Bereits das Problem begrenzter Ressourcen, aber auch die unerwünschten Nebenwirkungen ihrer Nutzung, erfordern deshalb grundlegende gesellschaftlich-ökonomische Veränderungen, die in ihrer Tiefe und Tragweite wohl einen Epochenwandel von ähnlicher Größenordnung bedeuten wie der Wandel zur Industriegesellschaft vor ca. 250 Jahren.

Derzeit sind in Deutschland erhebliche Investitionen in Großkraftwerke geplant. Damit werden technische, finanzielle und gesellschaftliche Entscheidungen getroffen, die die Energiepolitik für die nächsten Jahrzehnte festlegen. Entweder wird, geleitet durch die Interessen der dominierenden Energie-Großwirtschaft, die schon jetzt krisenhafte Entwicklung weiter betrieben – oder es werden Maßnahmen getroffen, die in Richtung einer grundlegenden Veränderung von Energiewandlung und Energienutzung führen und damit den notwendigen Epochenbruch einläuten.

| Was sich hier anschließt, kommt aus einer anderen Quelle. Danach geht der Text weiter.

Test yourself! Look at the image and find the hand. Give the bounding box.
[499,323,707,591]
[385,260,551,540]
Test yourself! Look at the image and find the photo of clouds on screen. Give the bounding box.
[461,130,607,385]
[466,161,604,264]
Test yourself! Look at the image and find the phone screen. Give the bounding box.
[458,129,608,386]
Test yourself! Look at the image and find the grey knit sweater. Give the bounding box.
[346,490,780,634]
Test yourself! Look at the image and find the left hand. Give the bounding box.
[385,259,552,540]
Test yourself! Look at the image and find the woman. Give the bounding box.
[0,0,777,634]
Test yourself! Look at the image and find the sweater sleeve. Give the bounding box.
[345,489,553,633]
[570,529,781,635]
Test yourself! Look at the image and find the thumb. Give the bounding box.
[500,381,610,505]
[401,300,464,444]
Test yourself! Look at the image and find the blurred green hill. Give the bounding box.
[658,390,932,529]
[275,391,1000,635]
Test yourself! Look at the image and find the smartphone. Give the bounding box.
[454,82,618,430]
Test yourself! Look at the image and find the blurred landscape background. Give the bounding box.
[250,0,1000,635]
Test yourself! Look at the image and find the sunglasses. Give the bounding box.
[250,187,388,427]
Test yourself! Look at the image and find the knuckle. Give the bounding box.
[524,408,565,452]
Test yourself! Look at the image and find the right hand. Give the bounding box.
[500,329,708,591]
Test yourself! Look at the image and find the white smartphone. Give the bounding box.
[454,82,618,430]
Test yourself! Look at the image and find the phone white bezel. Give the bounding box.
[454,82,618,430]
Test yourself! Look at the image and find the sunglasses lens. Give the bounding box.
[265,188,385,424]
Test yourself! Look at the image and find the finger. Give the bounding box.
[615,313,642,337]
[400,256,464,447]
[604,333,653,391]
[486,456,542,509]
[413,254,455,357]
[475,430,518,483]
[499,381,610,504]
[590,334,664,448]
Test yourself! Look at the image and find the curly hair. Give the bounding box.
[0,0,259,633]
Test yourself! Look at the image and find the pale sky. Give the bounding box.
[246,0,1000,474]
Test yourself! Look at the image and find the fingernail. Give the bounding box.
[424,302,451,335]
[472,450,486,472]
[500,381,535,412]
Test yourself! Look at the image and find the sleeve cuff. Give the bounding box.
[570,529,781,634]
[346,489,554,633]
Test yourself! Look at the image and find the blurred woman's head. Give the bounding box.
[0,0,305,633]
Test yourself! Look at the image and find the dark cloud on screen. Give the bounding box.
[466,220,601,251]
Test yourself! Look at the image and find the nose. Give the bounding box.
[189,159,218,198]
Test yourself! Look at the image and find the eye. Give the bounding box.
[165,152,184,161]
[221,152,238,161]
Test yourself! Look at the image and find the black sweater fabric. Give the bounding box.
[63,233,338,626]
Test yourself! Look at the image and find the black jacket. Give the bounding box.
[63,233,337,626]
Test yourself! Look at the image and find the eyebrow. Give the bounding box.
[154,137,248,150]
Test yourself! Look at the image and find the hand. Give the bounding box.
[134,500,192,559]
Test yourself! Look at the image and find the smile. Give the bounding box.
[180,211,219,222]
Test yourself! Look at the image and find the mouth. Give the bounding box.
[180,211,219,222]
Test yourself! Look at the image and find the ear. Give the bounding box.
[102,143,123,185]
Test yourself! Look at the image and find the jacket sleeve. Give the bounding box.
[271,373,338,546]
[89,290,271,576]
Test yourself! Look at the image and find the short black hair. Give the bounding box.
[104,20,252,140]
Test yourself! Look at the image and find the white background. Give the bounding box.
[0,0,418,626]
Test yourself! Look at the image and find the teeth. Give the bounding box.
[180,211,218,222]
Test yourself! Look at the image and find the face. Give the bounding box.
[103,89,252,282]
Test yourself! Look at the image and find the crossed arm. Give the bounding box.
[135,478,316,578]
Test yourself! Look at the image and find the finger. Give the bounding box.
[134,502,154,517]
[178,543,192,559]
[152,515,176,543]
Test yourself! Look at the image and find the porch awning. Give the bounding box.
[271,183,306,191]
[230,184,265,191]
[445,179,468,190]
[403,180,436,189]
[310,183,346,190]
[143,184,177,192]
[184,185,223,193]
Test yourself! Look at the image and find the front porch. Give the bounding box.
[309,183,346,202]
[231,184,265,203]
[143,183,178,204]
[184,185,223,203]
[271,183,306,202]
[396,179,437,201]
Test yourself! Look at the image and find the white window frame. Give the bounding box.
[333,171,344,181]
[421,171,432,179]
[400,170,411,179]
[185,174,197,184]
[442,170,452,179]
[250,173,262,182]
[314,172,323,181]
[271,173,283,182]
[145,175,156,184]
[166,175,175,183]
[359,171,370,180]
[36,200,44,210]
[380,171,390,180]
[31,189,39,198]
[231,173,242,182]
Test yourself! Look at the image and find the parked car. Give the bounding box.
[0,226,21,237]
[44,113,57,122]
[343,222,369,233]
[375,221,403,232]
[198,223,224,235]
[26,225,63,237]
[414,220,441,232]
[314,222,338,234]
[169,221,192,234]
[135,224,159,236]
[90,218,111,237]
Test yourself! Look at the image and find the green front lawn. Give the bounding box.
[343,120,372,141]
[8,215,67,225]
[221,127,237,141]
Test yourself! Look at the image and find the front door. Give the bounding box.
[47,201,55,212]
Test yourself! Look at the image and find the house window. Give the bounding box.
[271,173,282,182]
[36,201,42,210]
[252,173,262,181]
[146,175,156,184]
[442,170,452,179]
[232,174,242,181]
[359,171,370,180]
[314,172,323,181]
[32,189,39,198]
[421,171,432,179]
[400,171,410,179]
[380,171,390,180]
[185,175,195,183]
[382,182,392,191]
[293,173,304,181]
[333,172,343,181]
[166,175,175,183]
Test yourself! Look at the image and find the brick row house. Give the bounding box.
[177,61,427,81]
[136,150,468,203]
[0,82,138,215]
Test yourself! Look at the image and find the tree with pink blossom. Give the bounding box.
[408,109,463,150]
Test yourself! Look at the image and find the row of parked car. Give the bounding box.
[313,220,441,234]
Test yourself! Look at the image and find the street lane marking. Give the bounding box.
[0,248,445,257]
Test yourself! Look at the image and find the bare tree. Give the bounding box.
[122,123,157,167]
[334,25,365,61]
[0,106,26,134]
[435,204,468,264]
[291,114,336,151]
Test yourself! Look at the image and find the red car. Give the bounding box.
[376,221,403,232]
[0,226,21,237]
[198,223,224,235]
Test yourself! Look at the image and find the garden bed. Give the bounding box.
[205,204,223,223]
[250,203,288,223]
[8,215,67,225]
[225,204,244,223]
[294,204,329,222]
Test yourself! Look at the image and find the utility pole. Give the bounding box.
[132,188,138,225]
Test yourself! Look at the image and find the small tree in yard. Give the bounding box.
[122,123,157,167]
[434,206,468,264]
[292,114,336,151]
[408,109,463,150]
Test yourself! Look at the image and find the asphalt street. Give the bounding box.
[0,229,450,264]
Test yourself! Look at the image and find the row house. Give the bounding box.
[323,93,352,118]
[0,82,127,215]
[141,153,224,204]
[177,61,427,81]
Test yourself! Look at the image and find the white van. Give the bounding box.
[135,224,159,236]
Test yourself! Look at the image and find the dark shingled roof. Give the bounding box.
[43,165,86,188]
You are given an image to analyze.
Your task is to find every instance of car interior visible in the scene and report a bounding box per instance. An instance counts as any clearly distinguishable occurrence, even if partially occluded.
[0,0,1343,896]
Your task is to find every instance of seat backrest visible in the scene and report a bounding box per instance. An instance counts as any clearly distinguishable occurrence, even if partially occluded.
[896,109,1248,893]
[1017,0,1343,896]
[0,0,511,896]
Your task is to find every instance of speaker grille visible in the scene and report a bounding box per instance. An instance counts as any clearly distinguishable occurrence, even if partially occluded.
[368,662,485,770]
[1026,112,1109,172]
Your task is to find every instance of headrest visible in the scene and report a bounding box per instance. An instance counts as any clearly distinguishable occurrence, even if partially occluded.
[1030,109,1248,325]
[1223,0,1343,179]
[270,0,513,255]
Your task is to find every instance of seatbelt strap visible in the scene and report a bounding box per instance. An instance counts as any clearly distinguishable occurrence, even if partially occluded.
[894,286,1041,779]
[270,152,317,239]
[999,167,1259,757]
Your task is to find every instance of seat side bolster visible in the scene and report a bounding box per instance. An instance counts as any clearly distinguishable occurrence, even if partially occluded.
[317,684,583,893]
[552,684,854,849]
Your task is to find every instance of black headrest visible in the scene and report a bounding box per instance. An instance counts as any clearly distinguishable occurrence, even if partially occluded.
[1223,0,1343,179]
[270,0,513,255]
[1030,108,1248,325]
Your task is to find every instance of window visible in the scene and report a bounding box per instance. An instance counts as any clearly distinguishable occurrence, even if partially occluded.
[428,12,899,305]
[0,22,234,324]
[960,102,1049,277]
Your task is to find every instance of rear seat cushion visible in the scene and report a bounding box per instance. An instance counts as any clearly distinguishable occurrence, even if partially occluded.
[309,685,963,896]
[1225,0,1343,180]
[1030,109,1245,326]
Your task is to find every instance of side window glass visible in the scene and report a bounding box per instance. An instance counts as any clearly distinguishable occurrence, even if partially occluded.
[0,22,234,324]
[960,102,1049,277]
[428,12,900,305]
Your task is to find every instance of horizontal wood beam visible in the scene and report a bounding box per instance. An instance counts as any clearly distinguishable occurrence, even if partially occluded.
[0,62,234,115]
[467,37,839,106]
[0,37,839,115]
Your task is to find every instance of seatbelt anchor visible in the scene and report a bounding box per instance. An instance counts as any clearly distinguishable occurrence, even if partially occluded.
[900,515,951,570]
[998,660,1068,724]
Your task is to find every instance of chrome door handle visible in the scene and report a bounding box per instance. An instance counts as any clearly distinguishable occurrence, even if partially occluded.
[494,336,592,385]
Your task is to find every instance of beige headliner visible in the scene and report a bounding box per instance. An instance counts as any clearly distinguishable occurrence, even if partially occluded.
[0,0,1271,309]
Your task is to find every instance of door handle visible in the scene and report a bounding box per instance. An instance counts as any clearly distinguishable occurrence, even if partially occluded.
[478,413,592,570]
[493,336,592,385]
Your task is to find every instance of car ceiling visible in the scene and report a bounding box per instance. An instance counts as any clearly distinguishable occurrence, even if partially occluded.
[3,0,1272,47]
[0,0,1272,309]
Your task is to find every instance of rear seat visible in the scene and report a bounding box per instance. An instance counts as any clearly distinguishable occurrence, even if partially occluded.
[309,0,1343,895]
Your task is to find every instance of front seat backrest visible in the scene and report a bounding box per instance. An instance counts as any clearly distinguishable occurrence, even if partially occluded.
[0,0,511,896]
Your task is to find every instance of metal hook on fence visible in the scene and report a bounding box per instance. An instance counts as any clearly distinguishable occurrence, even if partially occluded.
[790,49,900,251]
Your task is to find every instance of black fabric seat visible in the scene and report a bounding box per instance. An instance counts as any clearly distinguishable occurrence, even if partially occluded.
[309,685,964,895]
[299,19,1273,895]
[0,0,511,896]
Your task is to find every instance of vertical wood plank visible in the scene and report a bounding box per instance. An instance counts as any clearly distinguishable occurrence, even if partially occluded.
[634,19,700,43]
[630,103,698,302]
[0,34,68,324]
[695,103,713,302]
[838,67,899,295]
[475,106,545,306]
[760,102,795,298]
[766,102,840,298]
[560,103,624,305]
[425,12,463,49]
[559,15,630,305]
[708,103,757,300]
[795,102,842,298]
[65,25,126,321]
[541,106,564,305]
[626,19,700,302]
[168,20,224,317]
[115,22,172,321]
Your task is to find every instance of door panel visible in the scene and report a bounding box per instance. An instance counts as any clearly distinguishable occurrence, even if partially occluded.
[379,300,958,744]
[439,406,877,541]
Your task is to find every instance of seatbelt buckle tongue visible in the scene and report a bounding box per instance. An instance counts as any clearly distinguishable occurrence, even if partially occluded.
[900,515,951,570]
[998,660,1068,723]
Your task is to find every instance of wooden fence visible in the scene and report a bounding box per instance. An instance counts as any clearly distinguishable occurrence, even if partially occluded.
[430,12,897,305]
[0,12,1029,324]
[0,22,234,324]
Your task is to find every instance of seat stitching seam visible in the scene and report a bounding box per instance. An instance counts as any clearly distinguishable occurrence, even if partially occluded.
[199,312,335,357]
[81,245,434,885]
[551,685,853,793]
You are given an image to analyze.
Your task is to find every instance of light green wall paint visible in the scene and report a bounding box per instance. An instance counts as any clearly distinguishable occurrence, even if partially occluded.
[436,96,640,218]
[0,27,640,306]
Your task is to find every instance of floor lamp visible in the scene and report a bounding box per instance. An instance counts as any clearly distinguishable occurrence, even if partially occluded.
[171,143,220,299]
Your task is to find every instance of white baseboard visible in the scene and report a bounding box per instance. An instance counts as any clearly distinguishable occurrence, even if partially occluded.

Es ist höchste Zeit, zu handeln!

Die fossilen Energieträger werden knapp, die Auseinandersetzung um diese Ressource wird schärfer. Es haben bereits Kriege um Öl begonnen. Die Klimaerwärmung hat inzwischen messbare und dramatische Folgen. Nach Jahren, in denen warnende Stimmen aus Teilen der Naturwissenschaft und insbesondere der Klimaforschung überhört wurden, bleibt sehr wenig Zeit, um eine weitere Zuspitzung der globalen krisenhaften Entwicklung zu vermeiden. Folgende Notwendigkeiten aktueller Energiepolitik bestehen deshalb aus unserer Sicht:

Ausstieg aus der Atomenergie

Atomkraftwerke, wie andere Großkraftwerke ohne Kraft-Wärme-Kopplung auch, sind wenig effektiv, da sie nur Strom produzieren und 60% bis 70% ihrer Primärenergie ungenutzt verlieren. Das Risiko der Atomenergienutzung beruht im Wesentlichen auf den erheblichen Problemen in den Bereichen radioaktive Umweltbelastung von der Urangewinnung bis zum Kraftwerk, Anlagensicherheit und der bis heute offenen Frage des Umgangs mit den radioaktiven Abfällen. Bei den heutigen 443 weltweit betriebenen Reaktoren besteht das prinzipielle Risiko eines Unfallszenarios mit Kernschmelze und nachfolgender massiver Freisetzung von Radioaktivität in die Umwelt. Eine solche Reaktorkatastrophe ist mit extremen und langfristigen Folgen für Mensch und Umwelt verbunden. Dabei können Unfallszenarien sowohl durch die zugrunde liegende Technologie oder menschliches Versagen selbst bedingt sein (interne Ursachen), oder es können externe Ereignisse auslösend sein (Erdbeben, Flugzeugabstürze, terroristische Anschläge, Kriegseinwirkungen).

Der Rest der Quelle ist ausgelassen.